APELANTE: SANTANDER LEASING S.A. ARRENDAMENTO MERCANTIL, VUM-VEICULOS USADOS DO MERCADO E EMPLACAMENTOS LTDA - EPP, FRANQUIELINTON PEREIRA SALVINO

Advogado(s) do reclamante: MARIO ROBERTO PEREIRA DE ARAUJO

APELADO: FRANQUIELINTON PEREIRA SALVINO, VUM-VEICULOS USADOS DO MERCADO E EMPLACAMENTOS LTDA - EPP, SANTANDER LEASING S.A. ARRENDAMENTO MERCANTIL

Advogado(s) do reclamado: MARIO ROBERTO PEREIRA DE ARAUJO, LUIS GUSTAVO NOGUEIRA DE OLIVEIRA

RELATOR(A): Desembargador RICARDO GENTIL EULÁLIO DANTAS

 


 


 

 

EMENTA



CIVIL. PROCESSO CIVIL. APELAÇÃO. AÇÃO REDIBITÓRIA. INDENIZAÇÃO POR DANOS MORAIS. VIOLAÇÃO AO DEVIDO PROCESSO LEGAL. PRELIMINAR REJEITADA. INVERSÃO DO ÔNUS DA PROVA. INOCORRÊNCIA. PRODUTO EIVADO DE VÍCIO. RESCISÃO CONTRATUAL. 1. O magistrado a quo julgou antecipadamente a lide, na forma do art. 330, I do CPC, contudo, não houve qualquer determinação de inversão do ônus da prova, razão pela qual não subsiste a preliminar arguida. 2. O réu/apelante quando da apresentação de sua Contestação não requereu a produção de perícia, de forma que não pode se insurgir neste momento pleiteando produção de prova que não fora apresentada perante o juízo a quo. 3. A coisa recebida em virtude de contrato comutativo pode ser enjeitada por vícios ou defeitos ocultos, que a tornem imprópria ao uso a que é destinada, ou lhe diminuam o valor. 4. A empresa que comercializa veículos usados ou seminovos, mediante contrato estimatório (ou contrato de consignação), aufere lucro com o negócio, pois angaria comissão com a venda do bem deixado em consignação em seu estabelecimento, motivo pelo qual deve assumir os riscos do negócio no tocante aos vícios ocultos quando os repassa a terceiros adquirentes de boa-fé. 5. Recurso conhecido e desprovido.

 

 


 

 

 

RELATÓRIO 

 

Trata-se de Apelação Cível interposta por VUM — Veículos Usados do Mercado e Emplacamentos Ltda. contra sentença proferida pelo Juízo da 1ª Vara Cível da Comarca de Teresina/PI nos autos da Ação de Redibitória c/c Indenização por danos morais proposta por Franquielinton Pereira Salvino, ora Apelado.

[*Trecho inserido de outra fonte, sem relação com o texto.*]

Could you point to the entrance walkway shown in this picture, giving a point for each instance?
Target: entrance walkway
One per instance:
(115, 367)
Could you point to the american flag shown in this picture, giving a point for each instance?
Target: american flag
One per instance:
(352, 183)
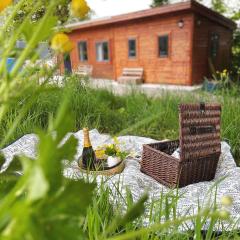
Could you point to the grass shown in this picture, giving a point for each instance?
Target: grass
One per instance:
(134, 114)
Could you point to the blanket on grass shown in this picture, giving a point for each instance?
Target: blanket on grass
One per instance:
(139, 183)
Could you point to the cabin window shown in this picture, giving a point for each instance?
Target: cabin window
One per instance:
(82, 50)
(163, 46)
(214, 46)
(132, 53)
(102, 51)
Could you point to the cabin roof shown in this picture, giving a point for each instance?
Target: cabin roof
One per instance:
(191, 6)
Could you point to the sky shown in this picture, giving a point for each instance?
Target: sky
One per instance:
(103, 8)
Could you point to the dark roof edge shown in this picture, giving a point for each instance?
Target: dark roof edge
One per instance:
(166, 9)
(212, 15)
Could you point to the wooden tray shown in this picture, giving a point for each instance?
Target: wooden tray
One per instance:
(107, 171)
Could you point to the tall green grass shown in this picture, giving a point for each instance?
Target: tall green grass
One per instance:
(133, 114)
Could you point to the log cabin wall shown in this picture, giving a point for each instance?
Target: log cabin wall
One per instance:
(174, 69)
(188, 45)
(203, 30)
(92, 36)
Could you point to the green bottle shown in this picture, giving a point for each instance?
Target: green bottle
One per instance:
(88, 154)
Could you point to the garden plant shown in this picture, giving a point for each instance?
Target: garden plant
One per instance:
(40, 203)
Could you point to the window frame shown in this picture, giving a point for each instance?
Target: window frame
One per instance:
(214, 34)
(136, 48)
(168, 45)
(96, 51)
(79, 53)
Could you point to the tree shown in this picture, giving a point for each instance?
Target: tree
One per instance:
(157, 3)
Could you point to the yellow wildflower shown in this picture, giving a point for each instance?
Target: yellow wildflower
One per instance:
(4, 4)
(79, 8)
(116, 141)
(61, 43)
(223, 214)
(100, 153)
(226, 201)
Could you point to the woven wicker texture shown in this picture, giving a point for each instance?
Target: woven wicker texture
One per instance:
(200, 148)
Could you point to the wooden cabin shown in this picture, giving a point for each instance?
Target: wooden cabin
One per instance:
(174, 44)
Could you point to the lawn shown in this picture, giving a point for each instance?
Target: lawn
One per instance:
(41, 203)
(134, 114)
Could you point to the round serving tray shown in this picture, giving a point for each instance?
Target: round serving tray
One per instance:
(106, 171)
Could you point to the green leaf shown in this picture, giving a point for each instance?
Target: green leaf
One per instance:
(49, 161)
(2, 159)
(45, 32)
(38, 185)
(134, 212)
(74, 199)
(64, 119)
(69, 149)
(15, 165)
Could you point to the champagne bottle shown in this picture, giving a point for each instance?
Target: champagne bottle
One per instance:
(88, 154)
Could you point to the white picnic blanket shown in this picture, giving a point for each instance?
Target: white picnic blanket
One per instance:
(138, 182)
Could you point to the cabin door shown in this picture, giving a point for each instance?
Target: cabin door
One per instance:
(67, 63)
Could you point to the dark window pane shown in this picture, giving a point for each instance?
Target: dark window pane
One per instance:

Aduz o autor, em síntese, que adquiriu da empresa ré um veículo Palio ELX 1999/2000, contudo, após dez dias de uso o carro apresentou defeito.

Requereu a rescisão do contrato de compra e venda do veículo, bem como a rescisão do contrato de financiamento com a consequente restituição da quantia paga, além da condenação em danos morais. 

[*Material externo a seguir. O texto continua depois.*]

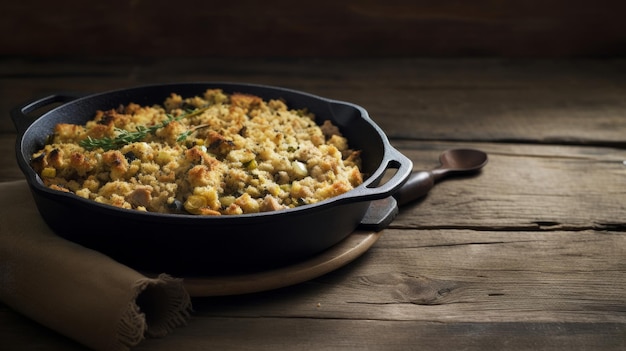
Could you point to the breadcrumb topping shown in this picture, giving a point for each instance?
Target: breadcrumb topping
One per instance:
(215, 154)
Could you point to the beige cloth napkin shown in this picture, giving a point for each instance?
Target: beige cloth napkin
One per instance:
(76, 291)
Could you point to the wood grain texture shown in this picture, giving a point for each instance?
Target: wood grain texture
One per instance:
(527, 255)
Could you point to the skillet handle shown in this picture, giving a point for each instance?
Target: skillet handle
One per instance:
(19, 114)
(372, 191)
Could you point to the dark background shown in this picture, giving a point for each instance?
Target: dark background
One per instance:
(323, 28)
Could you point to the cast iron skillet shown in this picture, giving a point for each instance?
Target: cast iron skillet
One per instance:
(188, 244)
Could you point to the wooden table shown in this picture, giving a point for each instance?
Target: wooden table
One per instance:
(528, 255)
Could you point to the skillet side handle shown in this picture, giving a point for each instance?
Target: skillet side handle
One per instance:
(20, 114)
(372, 191)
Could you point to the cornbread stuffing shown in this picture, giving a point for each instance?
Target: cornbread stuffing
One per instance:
(215, 154)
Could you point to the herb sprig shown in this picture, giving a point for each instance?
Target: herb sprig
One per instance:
(125, 137)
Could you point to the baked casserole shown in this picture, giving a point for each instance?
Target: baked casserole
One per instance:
(215, 154)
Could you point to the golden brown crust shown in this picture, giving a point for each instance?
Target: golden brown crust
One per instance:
(237, 154)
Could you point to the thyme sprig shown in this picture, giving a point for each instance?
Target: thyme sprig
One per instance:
(125, 137)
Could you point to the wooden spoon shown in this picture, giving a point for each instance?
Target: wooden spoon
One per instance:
(454, 161)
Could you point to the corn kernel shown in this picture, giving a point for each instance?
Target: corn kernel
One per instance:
(49, 172)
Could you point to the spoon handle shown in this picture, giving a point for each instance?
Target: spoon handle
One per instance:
(418, 185)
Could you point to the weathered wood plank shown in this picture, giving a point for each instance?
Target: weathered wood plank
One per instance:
(423, 286)
(459, 276)
(526, 187)
(227, 333)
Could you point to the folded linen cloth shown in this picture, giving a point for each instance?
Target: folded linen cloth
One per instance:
(77, 291)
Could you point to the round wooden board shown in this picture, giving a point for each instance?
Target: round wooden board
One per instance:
(338, 256)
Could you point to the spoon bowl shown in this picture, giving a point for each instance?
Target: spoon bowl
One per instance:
(454, 161)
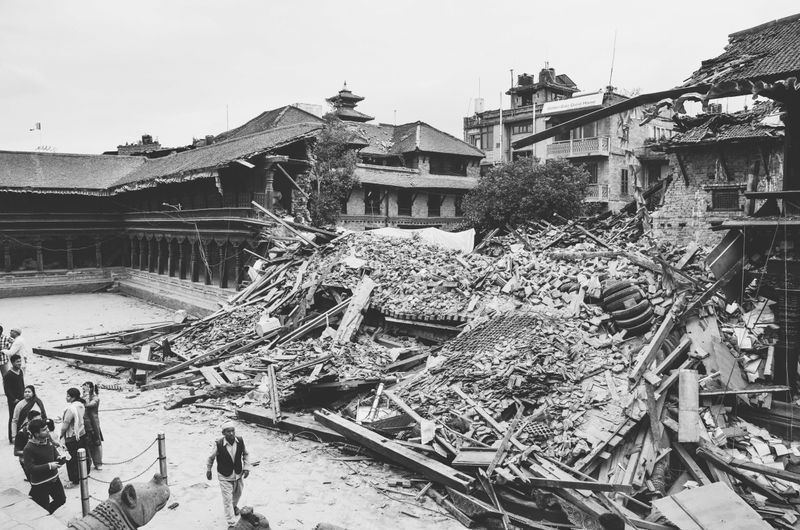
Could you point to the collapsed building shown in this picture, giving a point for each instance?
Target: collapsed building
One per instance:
(176, 225)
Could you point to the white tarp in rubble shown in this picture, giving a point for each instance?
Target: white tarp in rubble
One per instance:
(463, 241)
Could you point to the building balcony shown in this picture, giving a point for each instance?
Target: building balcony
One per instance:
(491, 117)
(598, 146)
(597, 193)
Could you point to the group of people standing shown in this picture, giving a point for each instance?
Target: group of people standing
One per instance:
(43, 449)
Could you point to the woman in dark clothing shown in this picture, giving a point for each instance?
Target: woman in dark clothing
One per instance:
(22, 437)
(73, 432)
(91, 420)
(28, 403)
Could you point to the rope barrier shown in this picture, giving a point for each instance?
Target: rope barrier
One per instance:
(128, 479)
(132, 458)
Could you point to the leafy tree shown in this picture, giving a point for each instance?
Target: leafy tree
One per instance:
(520, 191)
(333, 163)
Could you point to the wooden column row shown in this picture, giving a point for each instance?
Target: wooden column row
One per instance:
(151, 255)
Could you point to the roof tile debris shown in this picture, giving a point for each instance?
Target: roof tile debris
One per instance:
(759, 122)
(537, 382)
(395, 140)
(769, 52)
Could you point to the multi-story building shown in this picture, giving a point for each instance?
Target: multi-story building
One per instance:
(614, 149)
(410, 175)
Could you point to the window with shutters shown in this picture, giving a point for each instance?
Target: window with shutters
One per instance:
(725, 199)
(623, 182)
(405, 200)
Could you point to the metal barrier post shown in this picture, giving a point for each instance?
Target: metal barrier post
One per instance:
(162, 456)
(83, 475)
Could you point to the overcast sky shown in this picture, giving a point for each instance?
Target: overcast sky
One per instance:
(100, 73)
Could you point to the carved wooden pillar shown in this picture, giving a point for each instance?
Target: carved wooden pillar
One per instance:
(98, 253)
(159, 257)
(141, 254)
(7, 255)
(206, 264)
(70, 256)
(238, 264)
(170, 258)
(150, 256)
(181, 264)
(193, 261)
(133, 244)
(223, 281)
(39, 256)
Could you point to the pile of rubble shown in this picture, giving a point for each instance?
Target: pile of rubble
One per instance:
(585, 367)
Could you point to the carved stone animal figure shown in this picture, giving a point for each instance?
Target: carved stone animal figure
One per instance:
(250, 520)
(127, 508)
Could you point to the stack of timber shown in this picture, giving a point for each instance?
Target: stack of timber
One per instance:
(546, 410)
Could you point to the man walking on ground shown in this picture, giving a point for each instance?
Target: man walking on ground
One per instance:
(14, 387)
(20, 346)
(5, 344)
(233, 466)
(41, 462)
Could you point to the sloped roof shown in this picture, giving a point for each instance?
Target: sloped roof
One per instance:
(395, 140)
(218, 154)
(60, 172)
(282, 116)
(349, 114)
(108, 174)
(411, 178)
(766, 52)
(743, 125)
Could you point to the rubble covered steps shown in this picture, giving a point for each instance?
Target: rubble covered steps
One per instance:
(37, 283)
(173, 293)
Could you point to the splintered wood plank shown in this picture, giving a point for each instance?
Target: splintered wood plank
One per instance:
(691, 250)
(353, 315)
(211, 376)
(688, 406)
(710, 507)
(95, 358)
(691, 465)
(433, 470)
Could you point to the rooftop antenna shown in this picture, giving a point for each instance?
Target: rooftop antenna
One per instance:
(613, 56)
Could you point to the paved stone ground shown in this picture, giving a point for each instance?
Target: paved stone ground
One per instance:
(19, 512)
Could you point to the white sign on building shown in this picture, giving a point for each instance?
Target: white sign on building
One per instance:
(562, 106)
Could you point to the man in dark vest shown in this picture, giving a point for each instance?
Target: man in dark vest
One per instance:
(233, 466)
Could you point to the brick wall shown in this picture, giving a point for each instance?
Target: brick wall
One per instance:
(686, 214)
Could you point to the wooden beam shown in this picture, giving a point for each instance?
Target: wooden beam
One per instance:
(649, 352)
(283, 223)
(714, 457)
(289, 422)
(691, 465)
(451, 508)
(427, 427)
(203, 357)
(433, 470)
(95, 358)
(548, 483)
(503, 447)
(295, 184)
(684, 174)
(486, 416)
(486, 484)
(688, 406)
(749, 390)
(353, 315)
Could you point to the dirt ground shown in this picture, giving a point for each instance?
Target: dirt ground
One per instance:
(295, 483)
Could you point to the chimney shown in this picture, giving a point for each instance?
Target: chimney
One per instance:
(547, 75)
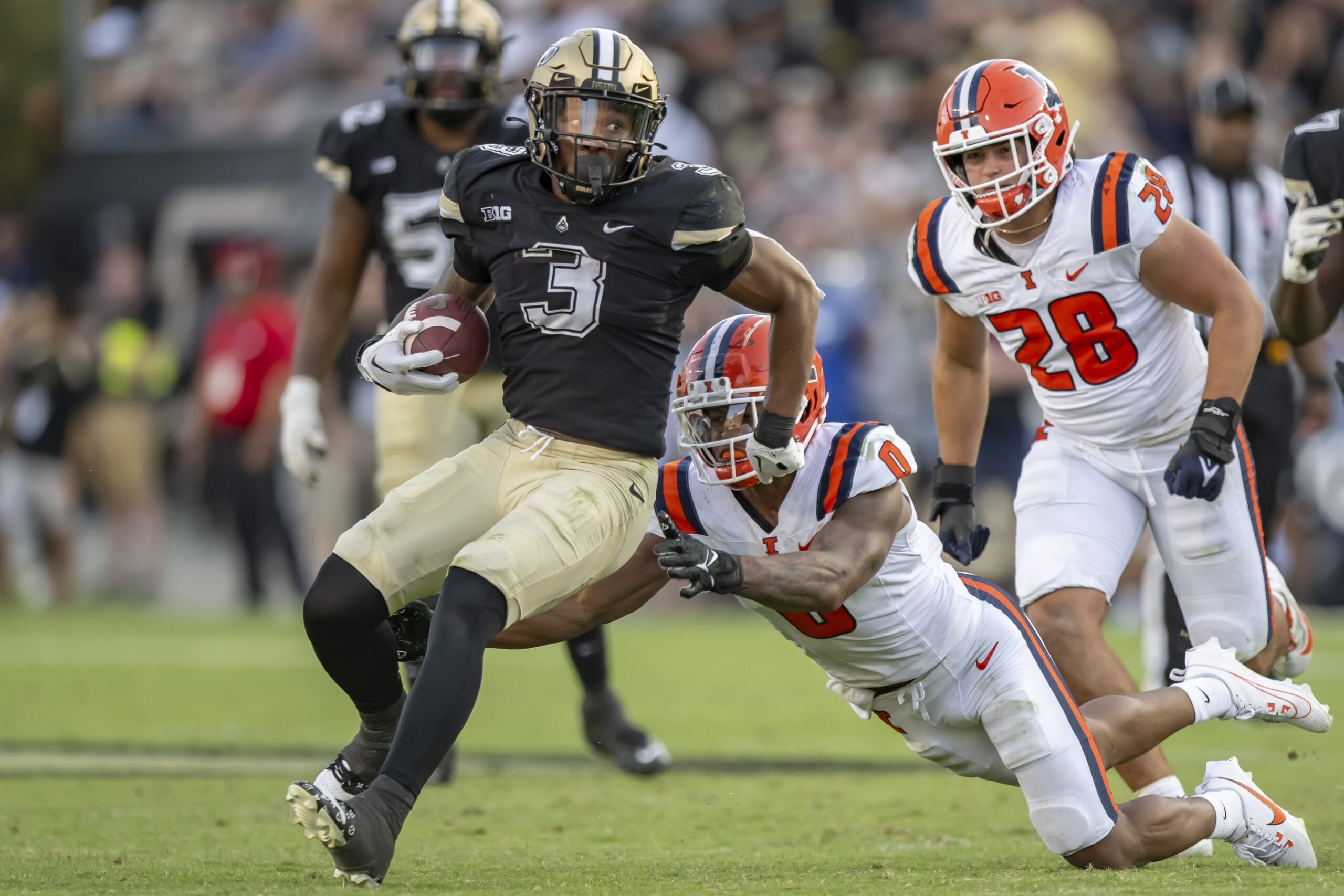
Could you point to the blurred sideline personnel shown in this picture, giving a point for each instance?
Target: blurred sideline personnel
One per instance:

O magistrado de origem julgou parcialmente procedente os pedidos do Autor para declarar rescindido o contrato celebrado entre as partes, além do pagamento referente aos danos materiais no importe de R$ 14.300,00 (catorze mil e trezentos reais).

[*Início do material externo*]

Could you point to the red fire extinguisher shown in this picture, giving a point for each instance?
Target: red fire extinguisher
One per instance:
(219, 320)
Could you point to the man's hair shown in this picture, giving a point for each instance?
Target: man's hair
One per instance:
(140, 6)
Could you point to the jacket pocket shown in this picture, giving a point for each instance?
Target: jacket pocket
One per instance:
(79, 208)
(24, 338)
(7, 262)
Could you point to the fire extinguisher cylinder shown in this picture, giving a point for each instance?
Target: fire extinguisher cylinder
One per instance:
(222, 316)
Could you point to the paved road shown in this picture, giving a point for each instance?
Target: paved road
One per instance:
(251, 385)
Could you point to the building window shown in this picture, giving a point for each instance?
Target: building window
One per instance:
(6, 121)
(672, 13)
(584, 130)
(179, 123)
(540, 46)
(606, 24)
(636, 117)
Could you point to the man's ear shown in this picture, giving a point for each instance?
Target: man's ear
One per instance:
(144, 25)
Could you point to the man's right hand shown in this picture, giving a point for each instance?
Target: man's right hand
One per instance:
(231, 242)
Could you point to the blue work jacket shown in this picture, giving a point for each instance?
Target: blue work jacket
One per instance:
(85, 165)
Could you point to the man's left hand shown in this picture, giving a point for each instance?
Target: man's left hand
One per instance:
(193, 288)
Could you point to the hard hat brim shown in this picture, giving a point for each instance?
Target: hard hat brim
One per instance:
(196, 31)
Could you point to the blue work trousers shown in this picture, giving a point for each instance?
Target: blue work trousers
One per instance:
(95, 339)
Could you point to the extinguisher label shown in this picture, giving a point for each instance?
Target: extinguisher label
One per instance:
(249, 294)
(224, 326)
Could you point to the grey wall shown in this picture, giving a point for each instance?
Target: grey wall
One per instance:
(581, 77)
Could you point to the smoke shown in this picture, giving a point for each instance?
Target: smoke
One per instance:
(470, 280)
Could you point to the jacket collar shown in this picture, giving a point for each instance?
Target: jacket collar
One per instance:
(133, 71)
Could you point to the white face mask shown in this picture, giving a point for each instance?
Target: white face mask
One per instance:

O autor e o Banco Santander S/A celebraram composição visando pôr fim ao processo em face do Banco Santander S/A.

VUM - Veículos Usados do Mercado e Emplacamentos Ltda interpôs o presente recurso de Apelação sustentando, preliminarmente, violação ao devido processo legal ante a inversão do ônus da prova em sede de sentença.

Assevera que o apelado não logrou demonstrar o vício que alegava possuir o veículo, sendo necessário a realização de perícia. Discorre sobre a ausência de prova dos vícios ocultos, impossibilidade de devolução do veículo pelo valor pago na compra.

Requer seja provido o recurso para declarar nula a sentença em razão do cerceamento de defesa. Caso não seja esse o entendimento, requer a reforma da sentença, declarando a ausência de comprovação dos vícios alegados, afastando a responsabilidade do apelante, julgando improcedente os pedidos da inicial.

Acaso se mantenha a condenação, requer a reforma no que tange ao valor a ser pago pelo veículo, sendo o veículo recebido pelo valor atual de mercado.

Intimado para apresentar contrarrazões, o apelado requer o desprovimento do apelo e manutenção da sentença em todos os seus termos.

Instado a manifestar-se, o Ministério Público Superior devolveu os autos sem manifestação acerca da questão de fundo por não vislumbrar motivo que a justifique.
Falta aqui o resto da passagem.